It is not to be supposed that they continued to offer any of the sacrifices prescribed by the law.



and breaking bread from house to house, 

“House to house” means At home. It represents the private Christian place of meeting, as contrasted with the temple. The meaning is not that every disciple broke bread in his own house, but that they broke bread at the house where the Christian assemblies were held, whether one or more were present. We have already seen the Church gathered together "in an upper room" (Acts 1:13), in "one place," in "a house" (Acts 2:1, 2), and "together" (v. 44); and in Acts 4:31 we read: “And when they had prayed , the place was shaken where they were assembled together ; and they were all filled with the Holy Ghost, and they spake the word of God with boldness. And we know that since the synagogue was “the house of prayer,” or “the house of assemblage,” the Christian place of meeting was called “the Lord's house,” from which we get the word "church." It was not unusual for the early Christians to take their food with them when they met for worship. The thing that linked them together was the love-feast, which formed an important part of the common life, of the early Christians. The whole description is a beautiful picture of Christian unity, piety, love, and joy.



This clause has several other interpretations that I shall mention. “Breaking bread from house to house” either means (1) administering the Lord's supper in private houses, which is how the Jews kept their Passover, sometimes administering it at one house, and sometimes at another; or (2) because there was so many of them, one house could not hold them all, so they divided themselves into smaller groups; and some met, and had the ordinance administered to them in one house, and some in another: or (3) this may refer only to their common meals, which they ate together at one another's houses with great love and friendship.



The term “breaking bread” may have come from the condition of Jewish bread, which was thin, hard, and dry, and was never cut with the knife as ours is, but was simply broken with the hands.


did eat their meat with gladness and singleness of heart,

They “did eat their meat with gladness” signifies an attitude of great thankfulness to the God from whom they received their daily food, acknowledging that it all came from Him, and that they did not deserve His mercy, and so they ate together with much cheerfulness and friendliness for one another, without complaining about their lot, or envying each other, or without resenting what each other partook of. This is one of the effects of religion. It is far from gloom; it diffuses happiness over the mind; it bestows additional joy in the participation of even our ordinary pleasures.


“And singleness of heart” means without deceit and hypocrisy; either in their thanksgivings to God, or in their fellowship with each other; and with great sincerity, openness, and frankness before God, and one another. This also means “with a sincere and pure heart.” They were satisfied and thankful. They were not puzzled or anxious; nor were they desiring the luxurious living, or the vain objects of the people of the world (See Romans 12:8; 2 Corinthians 1:12; Colossians 3:22; Ephesians 6:5). The Syriac version joins this clause with the beginning of the next verse; "with singleness of heart, praising God.”
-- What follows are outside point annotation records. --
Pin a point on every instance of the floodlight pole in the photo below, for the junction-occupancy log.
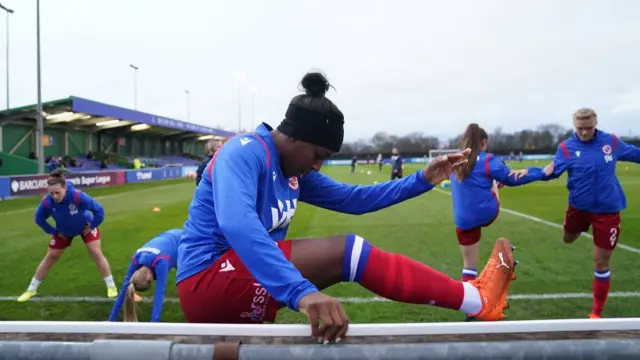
(39, 110)
(7, 11)
(188, 105)
(135, 86)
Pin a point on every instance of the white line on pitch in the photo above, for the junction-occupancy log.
(357, 300)
(545, 222)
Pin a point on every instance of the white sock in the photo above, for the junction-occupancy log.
(33, 286)
(472, 302)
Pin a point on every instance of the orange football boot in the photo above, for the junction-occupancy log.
(494, 280)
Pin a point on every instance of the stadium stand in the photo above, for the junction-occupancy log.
(85, 135)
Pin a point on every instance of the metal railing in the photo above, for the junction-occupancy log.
(546, 339)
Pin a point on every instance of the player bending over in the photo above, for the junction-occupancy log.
(152, 261)
(474, 192)
(75, 214)
(234, 237)
(595, 195)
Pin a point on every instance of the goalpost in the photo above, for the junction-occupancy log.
(437, 152)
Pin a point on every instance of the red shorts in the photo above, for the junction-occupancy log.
(61, 243)
(472, 236)
(606, 227)
(226, 292)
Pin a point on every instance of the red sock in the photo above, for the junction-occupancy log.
(469, 274)
(601, 286)
(399, 278)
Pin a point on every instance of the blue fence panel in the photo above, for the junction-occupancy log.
(5, 187)
(141, 175)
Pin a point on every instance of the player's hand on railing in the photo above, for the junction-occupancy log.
(517, 174)
(86, 230)
(442, 166)
(329, 322)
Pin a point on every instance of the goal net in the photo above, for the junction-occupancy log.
(434, 153)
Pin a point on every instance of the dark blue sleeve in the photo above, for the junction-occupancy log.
(120, 299)
(161, 269)
(500, 171)
(235, 189)
(628, 152)
(88, 203)
(322, 191)
(203, 164)
(561, 162)
(42, 214)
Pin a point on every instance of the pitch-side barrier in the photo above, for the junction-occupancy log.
(540, 339)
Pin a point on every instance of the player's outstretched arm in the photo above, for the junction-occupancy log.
(561, 162)
(161, 270)
(628, 152)
(42, 214)
(120, 299)
(88, 203)
(234, 178)
(500, 172)
(322, 191)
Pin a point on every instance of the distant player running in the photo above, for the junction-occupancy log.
(396, 165)
(474, 190)
(75, 214)
(354, 162)
(152, 261)
(234, 238)
(595, 195)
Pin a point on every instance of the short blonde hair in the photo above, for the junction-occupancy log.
(585, 114)
(213, 145)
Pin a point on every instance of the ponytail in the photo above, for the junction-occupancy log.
(472, 139)
(138, 282)
(130, 305)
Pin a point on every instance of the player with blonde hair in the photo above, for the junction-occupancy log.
(152, 261)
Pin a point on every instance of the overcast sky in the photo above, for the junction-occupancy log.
(398, 66)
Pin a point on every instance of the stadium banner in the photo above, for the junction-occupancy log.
(186, 170)
(37, 184)
(141, 175)
(5, 187)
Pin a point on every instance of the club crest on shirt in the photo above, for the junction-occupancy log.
(293, 183)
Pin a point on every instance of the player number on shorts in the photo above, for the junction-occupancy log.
(614, 236)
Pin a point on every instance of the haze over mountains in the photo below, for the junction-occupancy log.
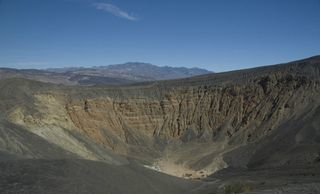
(112, 74)
(253, 131)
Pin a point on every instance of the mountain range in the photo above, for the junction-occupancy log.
(127, 73)
(248, 131)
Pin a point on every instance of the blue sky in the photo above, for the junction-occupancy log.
(218, 35)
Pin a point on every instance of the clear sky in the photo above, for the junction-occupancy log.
(218, 35)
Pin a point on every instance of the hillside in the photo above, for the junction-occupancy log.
(127, 73)
(258, 128)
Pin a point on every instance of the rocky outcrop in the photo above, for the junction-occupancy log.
(219, 113)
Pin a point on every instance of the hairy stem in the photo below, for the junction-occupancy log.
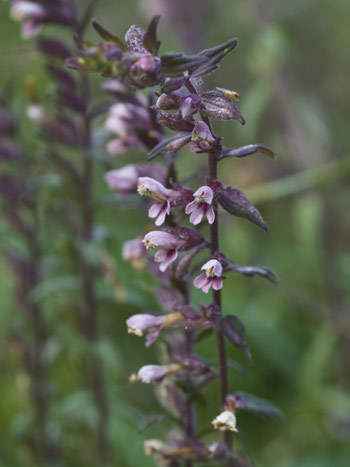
(214, 248)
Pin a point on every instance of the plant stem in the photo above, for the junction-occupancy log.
(214, 248)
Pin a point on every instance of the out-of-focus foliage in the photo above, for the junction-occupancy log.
(291, 68)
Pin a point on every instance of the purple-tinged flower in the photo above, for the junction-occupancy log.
(201, 206)
(134, 251)
(149, 187)
(169, 246)
(203, 139)
(225, 421)
(190, 105)
(124, 180)
(216, 104)
(211, 277)
(153, 324)
(156, 373)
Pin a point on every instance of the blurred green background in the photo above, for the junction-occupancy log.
(292, 70)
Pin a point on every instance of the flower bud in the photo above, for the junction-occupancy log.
(203, 140)
(225, 421)
(211, 277)
(202, 205)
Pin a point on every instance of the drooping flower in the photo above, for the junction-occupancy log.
(225, 421)
(201, 206)
(203, 139)
(149, 187)
(152, 324)
(156, 373)
(211, 277)
(169, 246)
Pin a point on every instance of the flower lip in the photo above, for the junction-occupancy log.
(204, 194)
(24, 9)
(225, 421)
(212, 268)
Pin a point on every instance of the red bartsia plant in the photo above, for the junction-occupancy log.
(179, 104)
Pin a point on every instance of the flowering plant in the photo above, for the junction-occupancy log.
(179, 104)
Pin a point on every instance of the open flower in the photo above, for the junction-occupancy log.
(152, 324)
(124, 180)
(149, 187)
(156, 373)
(225, 421)
(211, 277)
(169, 246)
(202, 205)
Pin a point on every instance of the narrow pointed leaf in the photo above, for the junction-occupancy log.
(245, 151)
(234, 330)
(172, 144)
(257, 405)
(106, 35)
(236, 203)
(251, 271)
(150, 41)
(220, 50)
(174, 64)
(149, 420)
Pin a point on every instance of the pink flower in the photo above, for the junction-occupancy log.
(211, 277)
(149, 187)
(169, 244)
(124, 180)
(157, 373)
(202, 139)
(152, 324)
(202, 205)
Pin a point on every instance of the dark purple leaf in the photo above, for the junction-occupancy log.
(247, 151)
(233, 329)
(53, 48)
(236, 203)
(169, 145)
(251, 271)
(150, 41)
(176, 63)
(214, 104)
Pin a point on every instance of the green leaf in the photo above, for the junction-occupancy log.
(236, 203)
(149, 420)
(258, 405)
(150, 41)
(250, 271)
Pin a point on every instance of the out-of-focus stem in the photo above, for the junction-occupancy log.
(88, 279)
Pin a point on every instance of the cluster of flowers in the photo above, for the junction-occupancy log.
(179, 105)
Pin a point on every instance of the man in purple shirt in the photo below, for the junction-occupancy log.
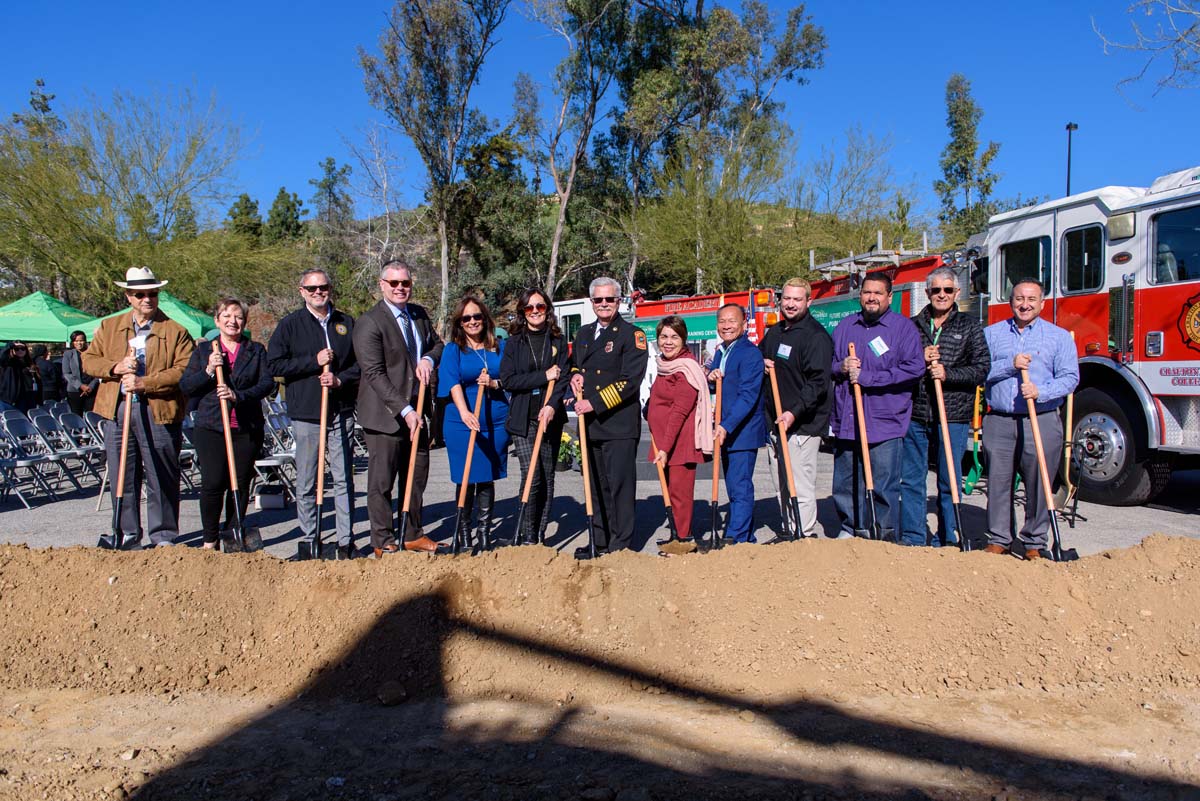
(1047, 351)
(888, 362)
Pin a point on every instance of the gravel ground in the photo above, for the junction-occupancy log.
(73, 519)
“Did eat their meat” proves that it does not refer to the Lord's Supper; because that ordinance is nowhere represented as being part of an ordinary meal, or for the purpose of nourishing the body (See 1 Corinthians 11:33, 34).



47 Praising God, and having favour with all the people. And the Lord added to the church daily such as should be saved.


Praising God, 

These new Christians were “praising God,” not only for their secular blessings and pleasures of life, which they shared with each other in a pleasant and joyful manner; but for their spiritual blessings—that the Lord had been pleased to call them by His grace, and reveal Christ to them, and pardon them who had been such vile sinners, give them a name, and a place in his house, and provide them with such agreeable and delightful company to have fellowship with, as the saints were.
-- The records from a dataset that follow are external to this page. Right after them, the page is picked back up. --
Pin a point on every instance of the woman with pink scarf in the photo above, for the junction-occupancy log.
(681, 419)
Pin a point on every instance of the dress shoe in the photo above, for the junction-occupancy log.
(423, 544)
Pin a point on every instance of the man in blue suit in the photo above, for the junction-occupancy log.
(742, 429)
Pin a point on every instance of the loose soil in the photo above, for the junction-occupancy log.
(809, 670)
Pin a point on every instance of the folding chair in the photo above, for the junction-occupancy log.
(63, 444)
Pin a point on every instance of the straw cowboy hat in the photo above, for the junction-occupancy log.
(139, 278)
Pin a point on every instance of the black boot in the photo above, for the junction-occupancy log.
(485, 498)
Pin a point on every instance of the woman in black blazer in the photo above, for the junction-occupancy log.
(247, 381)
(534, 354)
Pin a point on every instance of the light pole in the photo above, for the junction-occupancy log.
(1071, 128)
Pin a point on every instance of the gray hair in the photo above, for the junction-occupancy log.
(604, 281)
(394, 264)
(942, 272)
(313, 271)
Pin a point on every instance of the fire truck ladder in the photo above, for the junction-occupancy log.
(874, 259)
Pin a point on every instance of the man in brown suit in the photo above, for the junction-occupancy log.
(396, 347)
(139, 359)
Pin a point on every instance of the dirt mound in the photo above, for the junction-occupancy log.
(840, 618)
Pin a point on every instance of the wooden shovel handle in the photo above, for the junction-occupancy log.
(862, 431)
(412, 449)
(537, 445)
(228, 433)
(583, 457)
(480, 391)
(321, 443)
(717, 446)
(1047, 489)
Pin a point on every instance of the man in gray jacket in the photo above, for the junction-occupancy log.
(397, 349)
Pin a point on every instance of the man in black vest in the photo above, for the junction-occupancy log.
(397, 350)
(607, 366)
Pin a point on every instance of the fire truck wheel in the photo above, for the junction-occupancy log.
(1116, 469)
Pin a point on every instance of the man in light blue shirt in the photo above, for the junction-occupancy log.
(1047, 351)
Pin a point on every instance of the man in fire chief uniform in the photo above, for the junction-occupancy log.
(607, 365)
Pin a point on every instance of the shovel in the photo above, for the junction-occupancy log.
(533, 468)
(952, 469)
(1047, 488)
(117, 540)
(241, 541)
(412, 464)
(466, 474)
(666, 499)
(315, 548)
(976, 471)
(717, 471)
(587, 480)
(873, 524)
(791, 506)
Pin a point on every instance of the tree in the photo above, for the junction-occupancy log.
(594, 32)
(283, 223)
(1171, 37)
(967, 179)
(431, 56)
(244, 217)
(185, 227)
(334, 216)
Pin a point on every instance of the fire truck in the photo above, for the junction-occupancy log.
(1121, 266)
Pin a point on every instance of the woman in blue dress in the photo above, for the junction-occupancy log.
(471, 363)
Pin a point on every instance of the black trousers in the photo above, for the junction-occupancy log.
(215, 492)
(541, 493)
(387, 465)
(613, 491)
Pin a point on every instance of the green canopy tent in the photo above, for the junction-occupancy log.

and having favour with all the people. 

“Having favor with all the people” indicates they not only behaved with true brotherly love towards their brothers and sisters in Christ, but that they treated those outside the fellowship as they would like to be treated; courteously and kindly, and that they lived a life that honored God and their religion, which gained for them the good-will of the people. 



And the Lord added to the church daily such as should be saved.

“And the Lord” is a reference to Jesus, as the glorified Head and Ruler of the Church. It was the Lord who did this. There was no power in man to do it; and the Christian loves to trace all the increase of the church to the grace of God: “Nevertheless, more and more men and women believed in the Lord and were added to their number” (Acts 5.14).



The word rendered "church" means "those who are called out," and is applied to Christians who are being called out, or separated from the world. He began with the three thousand converts on Pentecost, but following that miraculous event, converts were added daily (And continued to be added for a long time after Pentecost) by the ministry of the word—many souls were won and “added to the church” (The Holy Spirit caused or inclined them to be joined to the church.); the Holy Spirit inclined their hearts to give themselves to the church, and follow all the ordinances and commands of the Lord. Each one was chosen by God, and each was redeemed by the Lord Jesus’ precious blood, were regenerated and sanctified by the Spirit of God, and so were surely saved; but that cannot always be said about persons added to churches, many of them are not truly saved, and so they soon fall away; but these were added by the Lord, and there is a world of difference between being added by the Lord, and being added by men. 



“Such as should be saved” simply expresses the fact that there were those who would be, or who were about to be saved. It is clear, however, from this expression, that those who became members of the church were those who gave proof that they were sincere Christians; such as their life changed for the better, and they were not ashamed of the gospel of Christ. It is implied here, also, that those who are to be saved will join themselves to the church of God. This is almost universally required; and it constitutes one more evidence of piety when they are willing to face the world, and give themselves to the service of the Lord Jesus. Two remarks may be made regarding this last verse of this chapter; one is, that the effect of a consistent Christian life will be to command the respect of the world; and the other is that the effect will be the steady increase in the number of those who are saved. In this case they were adding to the church on a daily basis and their number was constantly increasing; and the same result may be expected today where there is similar zeal, self-denial, consistency, and prayer.



The appeal in verse 40 was "Save yourselves from this crooked generation." Those who were added to the Church were those who complied with this request, and escaped from complicity with their unbelieving countrymen. They were the remnant that escaped—“Whoever believes and is baptized will be saved, but whoever does not believe will be condemned” (Mark 16:16)—Believes the gospel message; believes in Christ as his Savior. And is baptized. These are the conditions of pardon; faith in Christ and obedience to his command. If anyone does not have enough faith in Christ to obey him, his salvation may be in question. “He that believeth not” remains in a state of unbelief and cannot enter into the kingdom of God—“Whoever believes in him is not condemned, but whoever does not believe stands condemned already because he has not believed in the name of God's one and only Son” (John 3:18).



 This is God’s prescription for church growth.  If we will follow the example of Acts 2:42-47a, God will take care of growing the church Himself.